Firefighters already faced extreme fire behavior, with dry fuels and high temperatures, and were on watch for gusty winds and the threat of lightning strikes from thunderstorms expected through Thursday.
The fire is currently at 25 percent containment, according to fire spokesman Peter Frenzen.
There were 100 homes ordered to evacuate Wednesday, but evacuation zones are growing so quickly it's difficult to keep trackof how many homes are in danger. This online map shared by the state's Department of Natural Resources Fire Twitter account (@waDNR_fire) shows the status of evacuation zones.
Related: Statewide wildfire information
Firefighters made progress on stopping the fire's spread, except in the southwest corner, Frenzen said. In addition, thick smoke prevented air tankers and helicopters from dropping retardant and water on critical areas of extreme fire growth.
"We have 400 firefighters on the ground and air support from above," said Frenzen. "We are concentrating our resources on the south and west flanks of the fire."
The Federal Emergency Management Agency has authorized the use of federal funds to help with firefighting costs for the fire that is burning in Chelan and Kittitas counties.
The fire has destroyed three homes and several outbuildings.
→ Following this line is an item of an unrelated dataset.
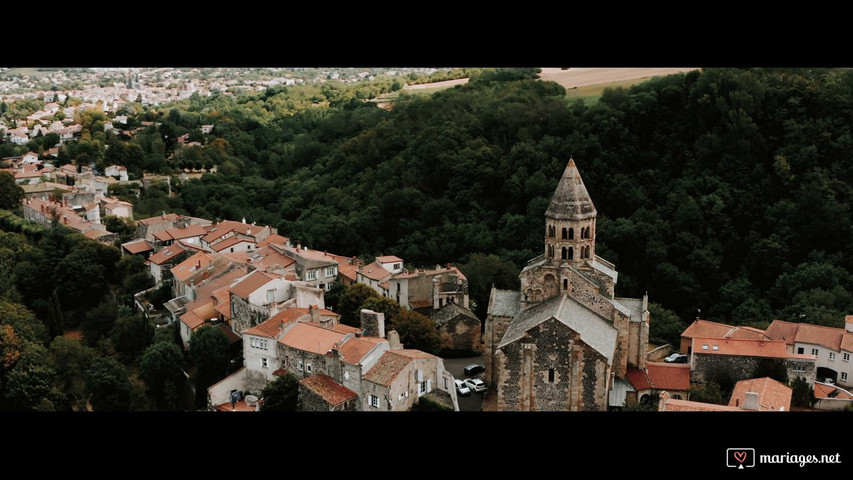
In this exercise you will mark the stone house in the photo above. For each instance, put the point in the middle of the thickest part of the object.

Due to the fire's growth, Frenzen said fire managers also would establish a satellite fire camp in Kittitas County for firefighters to eat and rest each evening, to allow them to avoid driving to the main fire camp south of Wenatchee.
The National Weather Service also has issued a red-flag warning for extreme weather conditions with the possibility of thunderstorms and lightning on the east slope of the Cascade Range.
Residents in the Colockum Road area south of Malaga got the green light to return home Tuesday night, ending a four day evacuation. A Level 3 evacuation is in place for a number of areas, including Upper Park Creek, Secret Canyon, Hill Top, upper sections of Little Caribou, Sheep Creek and Trail Creek. Level 3 means "get out."
Cora Edwards, who lives about 25 miles southeast of Wenatchee, has noticed she's having trouble breathing.
"My throat is sore from breathing in the smoke and it's difficult to talk," she said.
Mile Marker 28 Fire
Near Goldendale, firefighters gained ground on a blaze that had closed U.S. Highway 97 for days.
The Mile Marker 28 Fire was 60 percent contained. The Washington Department of Transportation reopened the highway Wednesday, with pilot cars leading vehicles through the fire area. Delays of up to one hour were expected.
Crews built a fire line around the flames that charred about 40 square miles near Satus Pass, about 15 miles northeast of Goldendale, fire spokesman Dam Omdal said.
More than 1,300 firefighters were mopping up hot spots and strengthening fire lines.
Statewide burn ban in effect
The Department of Natural Resources has issued a statewide burn ban on all lands under DNR protection, effective through September 30. The ban applies to all forestlands in Washington State, except federal lands, and prohibits campfires in all state, local and private campgrounds.